My first month back in the therapy gym was overloaded with referrals from visiting doctors who had heard that the OT would return and cases from B. that he felt were beyond his skill set. So between playing catch-up on patients who are deserving-of-intervention-early-but-were-born-in-Niger and trying to remove the inches-of-dust-that-have-piled-up-because-of-differences-in-the-definition-of-clean and unpacking our finally-have-put-the-suitcases-away life I'm finding a moment to write a blog post.
But, some things never change and I've resigned myself to two facts:
- I love burn patients. More than patients of other diagnostic categories. I'm partial and I've picked favorites. So there.
- My Hausa language capacity is so low that B. still considers my speech to be it's own dialect.
One of the first patients waiting for me when I started back to work was a young mom named H. who had been severely burned by the jealous other-wife. The incident happened over 10 months ago, and H. was sent to Galmi Hospital after spending the first crucial months in a government hospital about an hour away from us. While there she was treated for her open wounds, but no one spoke to her about the severe scars that were already forming.
H. laid in bed for days at a time, trying to stay in a comfortable position.
But as we say in the burn-care-world "the position of comfort is the position of contracture".
That means when burned body tissue begins to heal, the scars that form will do so in a pattern that restricts future function.

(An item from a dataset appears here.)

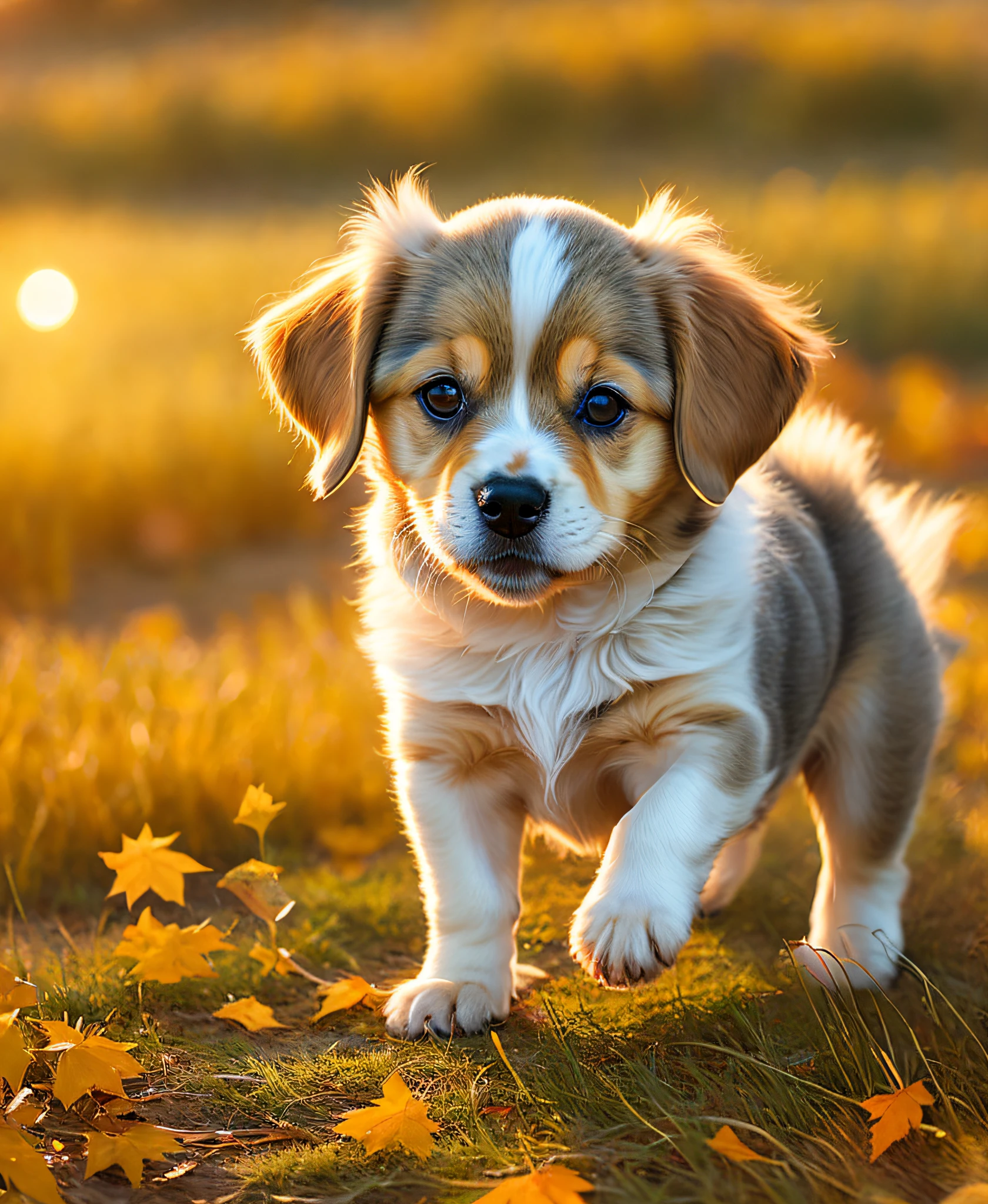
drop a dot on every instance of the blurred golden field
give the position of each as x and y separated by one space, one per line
174 607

And before the patient realizes that this is what is happening, it is already too late.
H. can no longer lift her head to a normal position nor turn her neck. She has lost nearly all the mobility of one of her shoulders. The corner of her mouth is being pulled down towards her chin, making it difficult for her to keep her lips closed.
But she is determined!
Despite the pain, H. comes to work with us every day. We've pulled a mask for her and modified some compression garments that she can wear to combat these scars.
But our therapeutic-relationship isn't only one-way. H. gives back as much as she receives.

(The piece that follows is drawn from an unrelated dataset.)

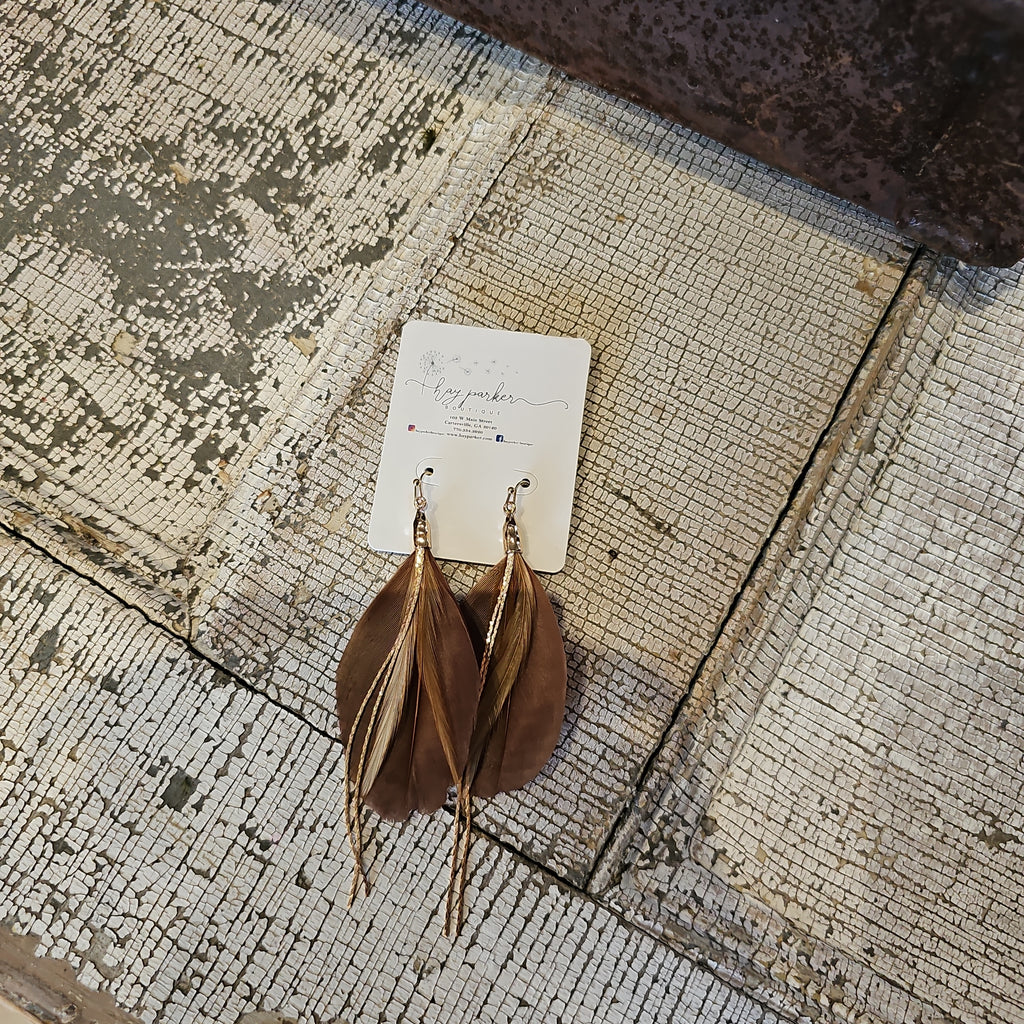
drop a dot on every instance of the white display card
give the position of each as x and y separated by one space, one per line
483 410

Recently that has been in the form of translation services.
You see, for the past year while I've been gone, B. has been pulled back into nursing. He's been doing therapy too, but has been juggling several responsibilities at once. And this is still the case. So I've been mostly left to struggle through my communication with patients in my own. Which works about 50% of the time . . . okay, fine, 40% . . . well, maybe 30.
Most of the time when I ask my patient or his family a question, they stare blankly at me. When I change how I'm asking, I'm met again with more blankness. This goes on and on for a few more rounds until I begin miming a few actions I'd like my patient to try to perform and then we get somewhere.
But when H. is around doing her therapy, after about the third attempt, I'll hear a sweet voice from over in the corner and miraculously the patient I had been questioning understands!
H. is fluent in Hausa and Arabic. She claims that she speaks no French or English. Yet, she seems to understand everything that I say.
One day, B. returned to therapy gym as H. was explaining to another patient what I had been trying to say.
"Do you really understand what Deb. says?" he asked her in Hausa.
"Of course." she answered.
B. laughed. "No really, do you understand her or are you telling them what you think she says?"
H. smiled in reply, "I grew up with a sister that had a stutter! I learned to understand some very bad speech!"
As they say, the Lord works in mysterious ways!